She’ll be safer there, alive no matter what happens on the island. Maybe you could even travel to her when all this is over. Right now, you need to get yourself onto that island. Time is running out.

He froze. Was this, then, his test? Was he to prove himself by choosing Elden over her? Because despite that logic, his gut said that if she left the realm, he would never see her again. More, it said he had to go after her now, that he didn’t dare tackle the island or the sorcerer without her at his side.

Wishful thinking,
came the scoff. But it wasn’t really. It was faith. He had faith in his own gut, faith in the magic he and Reda made together.

Please, gods, don’t let me screw this up.
This time the human slang came naturally.
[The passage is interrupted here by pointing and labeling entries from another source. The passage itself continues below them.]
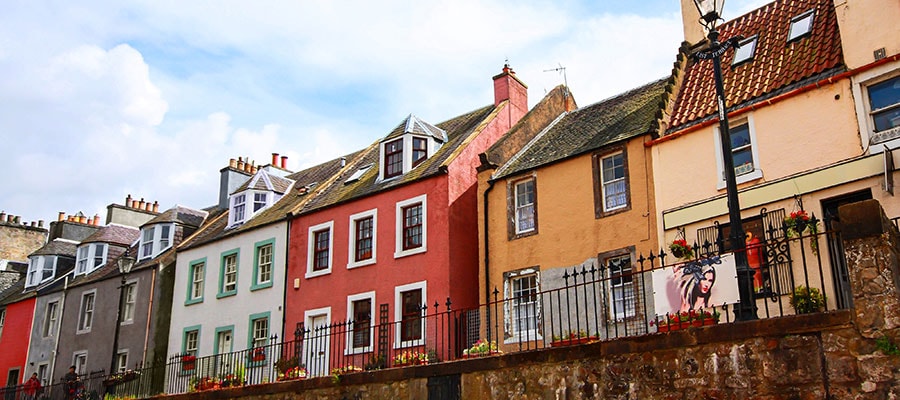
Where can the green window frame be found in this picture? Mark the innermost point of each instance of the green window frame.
(255, 284)
(189, 298)
(223, 283)
(251, 325)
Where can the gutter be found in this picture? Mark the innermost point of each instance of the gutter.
(776, 99)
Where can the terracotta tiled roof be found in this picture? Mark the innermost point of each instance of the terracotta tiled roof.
(458, 129)
(776, 65)
(589, 128)
(114, 233)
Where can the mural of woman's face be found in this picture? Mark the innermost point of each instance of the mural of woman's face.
(709, 278)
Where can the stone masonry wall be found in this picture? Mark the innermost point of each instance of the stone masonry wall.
(845, 354)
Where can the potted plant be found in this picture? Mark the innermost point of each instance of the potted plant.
(407, 357)
(481, 348)
(572, 338)
(681, 249)
(807, 300)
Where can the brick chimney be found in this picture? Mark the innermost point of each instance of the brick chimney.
(508, 87)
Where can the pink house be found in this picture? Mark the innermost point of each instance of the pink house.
(393, 235)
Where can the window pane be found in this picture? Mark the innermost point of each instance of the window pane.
(411, 326)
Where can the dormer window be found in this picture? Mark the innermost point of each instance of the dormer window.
(745, 52)
(420, 138)
(40, 270)
(420, 150)
(393, 158)
(155, 239)
(90, 257)
(800, 25)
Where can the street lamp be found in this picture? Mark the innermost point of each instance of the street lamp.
(125, 262)
(710, 14)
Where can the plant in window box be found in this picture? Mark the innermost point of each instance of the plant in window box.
(188, 362)
(807, 300)
(407, 357)
(572, 338)
(681, 249)
(258, 354)
(481, 348)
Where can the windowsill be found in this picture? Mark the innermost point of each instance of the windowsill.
(313, 274)
(361, 263)
(189, 302)
(750, 176)
(261, 286)
(404, 253)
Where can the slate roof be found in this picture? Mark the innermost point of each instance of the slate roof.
(180, 214)
(317, 175)
(458, 129)
(777, 65)
(279, 184)
(61, 247)
(116, 234)
(624, 116)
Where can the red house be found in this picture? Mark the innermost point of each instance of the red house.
(397, 232)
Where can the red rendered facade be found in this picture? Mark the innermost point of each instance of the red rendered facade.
(447, 268)
(14, 341)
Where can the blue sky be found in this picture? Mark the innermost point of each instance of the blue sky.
(102, 99)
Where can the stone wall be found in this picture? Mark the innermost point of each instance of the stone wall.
(845, 354)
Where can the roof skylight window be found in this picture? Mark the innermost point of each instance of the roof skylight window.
(745, 51)
(800, 25)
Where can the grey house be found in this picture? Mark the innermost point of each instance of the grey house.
(88, 324)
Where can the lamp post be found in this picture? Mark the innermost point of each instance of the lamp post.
(125, 262)
(710, 14)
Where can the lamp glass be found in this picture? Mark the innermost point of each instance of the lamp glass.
(125, 262)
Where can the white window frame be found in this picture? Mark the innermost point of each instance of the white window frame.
(513, 335)
(796, 31)
(349, 349)
(81, 328)
(311, 249)
(129, 304)
(398, 249)
(623, 179)
(754, 150)
(398, 314)
(79, 360)
(36, 267)
(156, 241)
(351, 254)
(872, 141)
(87, 257)
(51, 319)
(516, 206)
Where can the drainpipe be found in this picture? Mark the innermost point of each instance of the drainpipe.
(487, 258)
(62, 306)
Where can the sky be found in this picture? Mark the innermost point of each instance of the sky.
(102, 99)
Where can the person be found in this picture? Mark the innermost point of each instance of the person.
(754, 259)
(33, 387)
(72, 384)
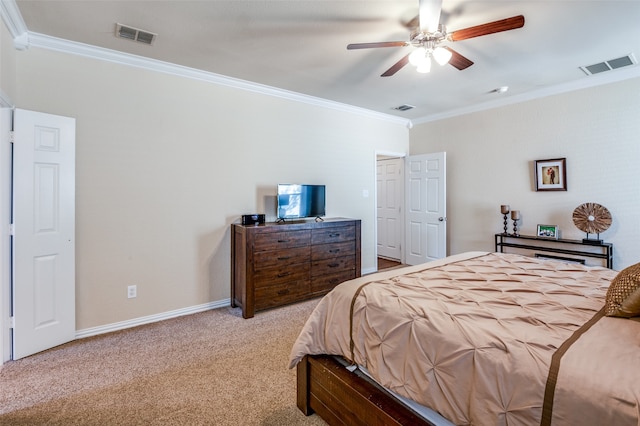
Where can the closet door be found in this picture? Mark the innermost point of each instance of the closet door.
(43, 242)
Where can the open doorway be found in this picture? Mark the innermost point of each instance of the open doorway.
(411, 221)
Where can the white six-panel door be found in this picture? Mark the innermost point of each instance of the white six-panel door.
(43, 249)
(426, 211)
(389, 199)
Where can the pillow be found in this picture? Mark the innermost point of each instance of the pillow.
(623, 296)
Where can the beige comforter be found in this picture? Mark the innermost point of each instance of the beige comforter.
(472, 336)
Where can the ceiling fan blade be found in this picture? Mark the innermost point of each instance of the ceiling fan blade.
(488, 28)
(430, 15)
(457, 60)
(396, 67)
(377, 44)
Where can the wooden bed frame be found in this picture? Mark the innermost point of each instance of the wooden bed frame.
(342, 397)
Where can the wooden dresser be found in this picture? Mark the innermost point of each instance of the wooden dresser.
(274, 264)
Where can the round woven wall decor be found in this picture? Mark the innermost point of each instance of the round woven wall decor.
(592, 218)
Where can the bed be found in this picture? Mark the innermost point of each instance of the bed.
(476, 338)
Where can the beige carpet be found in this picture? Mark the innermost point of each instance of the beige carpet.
(211, 368)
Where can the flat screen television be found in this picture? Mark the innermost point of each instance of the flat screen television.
(300, 201)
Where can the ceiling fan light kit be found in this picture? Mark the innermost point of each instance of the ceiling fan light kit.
(428, 35)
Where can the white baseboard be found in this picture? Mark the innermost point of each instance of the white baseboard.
(93, 331)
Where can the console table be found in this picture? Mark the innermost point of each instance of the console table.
(602, 251)
(273, 264)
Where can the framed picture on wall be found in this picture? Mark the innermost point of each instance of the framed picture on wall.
(547, 231)
(551, 175)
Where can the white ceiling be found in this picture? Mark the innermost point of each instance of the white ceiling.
(300, 45)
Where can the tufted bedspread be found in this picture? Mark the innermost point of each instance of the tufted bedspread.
(472, 336)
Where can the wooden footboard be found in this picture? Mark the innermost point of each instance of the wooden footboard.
(341, 397)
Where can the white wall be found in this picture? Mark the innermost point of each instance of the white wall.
(165, 164)
(7, 86)
(490, 159)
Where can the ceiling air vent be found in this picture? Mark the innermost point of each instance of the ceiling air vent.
(135, 34)
(404, 107)
(609, 65)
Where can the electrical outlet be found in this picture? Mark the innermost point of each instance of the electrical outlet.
(132, 291)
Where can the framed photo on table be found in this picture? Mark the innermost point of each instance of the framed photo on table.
(551, 175)
(547, 231)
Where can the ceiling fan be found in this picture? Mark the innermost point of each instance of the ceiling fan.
(427, 34)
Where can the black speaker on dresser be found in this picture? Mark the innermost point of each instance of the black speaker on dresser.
(252, 219)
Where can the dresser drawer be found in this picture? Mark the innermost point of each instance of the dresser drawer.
(269, 259)
(330, 266)
(328, 251)
(326, 283)
(281, 294)
(334, 234)
(270, 276)
(281, 240)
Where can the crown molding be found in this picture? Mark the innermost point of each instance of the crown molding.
(583, 83)
(43, 41)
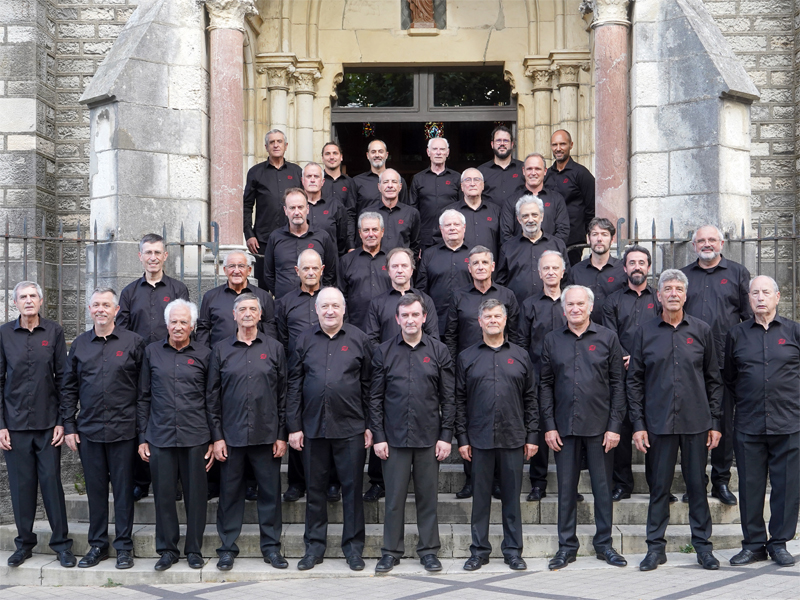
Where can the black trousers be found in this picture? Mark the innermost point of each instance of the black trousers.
(105, 463)
(397, 472)
(230, 512)
(166, 464)
(509, 463)
(33, 462)
(348, 455)
(778, 456)
(568, 467)
(660, 464)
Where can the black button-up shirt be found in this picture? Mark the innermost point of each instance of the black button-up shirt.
(576, 184)
(264, 189)
(215, 322)
(602, 282)
(431, 194)
(173, 411)
(280, 258)
(500, 183)
(518, 268)
(496, 404)
(441, 271)
(462, 329)
(626, 309)
(32, 369)
(582, 390)
(247, 392)
(103, 373)
(720, 297)
(329, 380)
(362, 277)
(381, 323)
(674, 384)
(412, 403)
(762, 371)
(141, 306)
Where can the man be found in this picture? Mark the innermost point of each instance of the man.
(674, 395)
(576, 184)
(285, 245)
(497, 421)
(325, 213)
(582, 399)
(326, 416)
(623, 312)
(264, 188)
(556, 218)
(540, 315)
(103, 375)
(444, 267)
(412, 409)
(601, 272)
(502, 175)
(33, 356)
(762, 372)
(362, 272)
(401, 221)
(174, 432)
(434, 189)
(719, 296)
(247, 404)
(519, 256)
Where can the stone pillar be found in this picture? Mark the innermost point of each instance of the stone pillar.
(226, 108)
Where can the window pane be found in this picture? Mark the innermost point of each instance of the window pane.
(471, 88)
(360, 90)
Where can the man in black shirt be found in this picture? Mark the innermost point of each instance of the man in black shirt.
(103, 374)
(285, 245)
(411, 414)
(497, 422)
(674, 395)
(174, 432)
(33, 356)
(327, 408)
(582, 399)
(247, 404)
(264, 188)
(762, 372)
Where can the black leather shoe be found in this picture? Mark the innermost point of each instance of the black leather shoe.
(708, 561)
(475, 562)
(724, 495)
(431, 563)
(66, 558)
(225, 562)
(386, 563)
(308, 562)
(124, 559)
(19, 557)
(612, 557)
(747, 557)
(374, 493)
(651, 561)
(93, 557)
(276, 560)
(561, 560)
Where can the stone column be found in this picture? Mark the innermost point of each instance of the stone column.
(226, 113)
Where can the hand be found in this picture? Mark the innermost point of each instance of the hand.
(72, 439)
(553, 440)
(296, 440)
(381, 450)
(610, 441)
(641, 441)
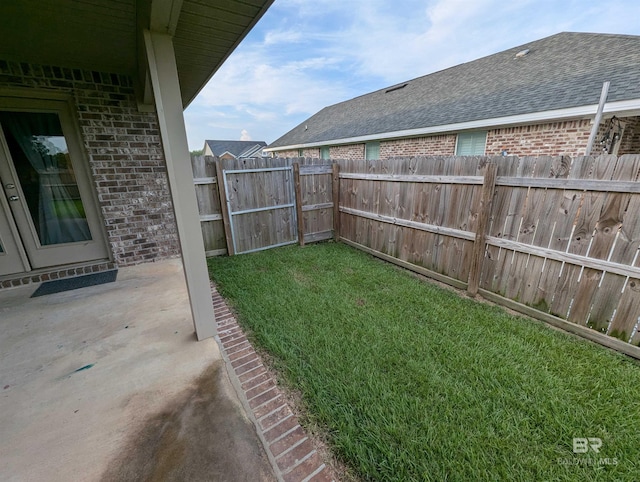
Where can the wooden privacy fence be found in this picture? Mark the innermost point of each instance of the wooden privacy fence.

His heart thudded against his ribs and his stomach knotted, but when he moved, it wasn’t toward Blood
Lake, the island or the redemption he’d spent twenty years preparing for. Instead, he headed away, following the thin scuff-shadows that only a trained hunter would see. Seeking the bond magic, he thought with all his might,
Hang on, sweet Reda. I’m coming. Wait for me and we’ll figure this out together.

Because the dream might have been a fantasy, but it had one thing right: she was his priority. He wasn’t the heir, hadn’t the best of his siblings when it came to anything except his ability to hunt and ride. But with Reda—and
for
her—he had become a prince. A hero, even.

She made him better, and without her, he wouldn’t be any use to Elden.

Chapter 15

R
eda swam slowly up from a sleep that felt too deep, with quivers in her stomach that said something was badly wrong. She was lying on a hard surface and her head hurt, but those inputs seemed strange and faraway, her fragmented dreams so much more real.

Was it all a dream, after all?
she thought, but wasn’t sure where the inner voice had come from or what it meant.

Her thoughts scattered like a herd of identical bald-faced bay horses, snorting and blowing as they swerved and collided. Past and present mixed together:
she was a little girl of six or seven, sitting cross-legged in the woods opposite her maman, leaning in, wide-eyed. “Tell me more about the magic. Please?” She was a
rookie cop going in low while her ride-along partner went high, and then laughing her ass off when they plugged a pair of homicide cops with red paintball splashes. She was ten years old, stumbling into the woods in her nightgown. “Maman? Maman, where are you?” Twenty-six, standing over Benz’s grave, knowing that he wasn’t in there, that dead was dead.

The graveyard had smelled of cut grass and apple trees. Now, though, she wrinkled her nose against an ammoniac taint and the smell of animals. More, the noises were wrong. The graveyard’s silence was broken by restless noises that made her think she was in a barn: sniffs, snuffles and low chuffs, the movement of big bodies in straw.

Where was she? What was wrong with her? What was going on?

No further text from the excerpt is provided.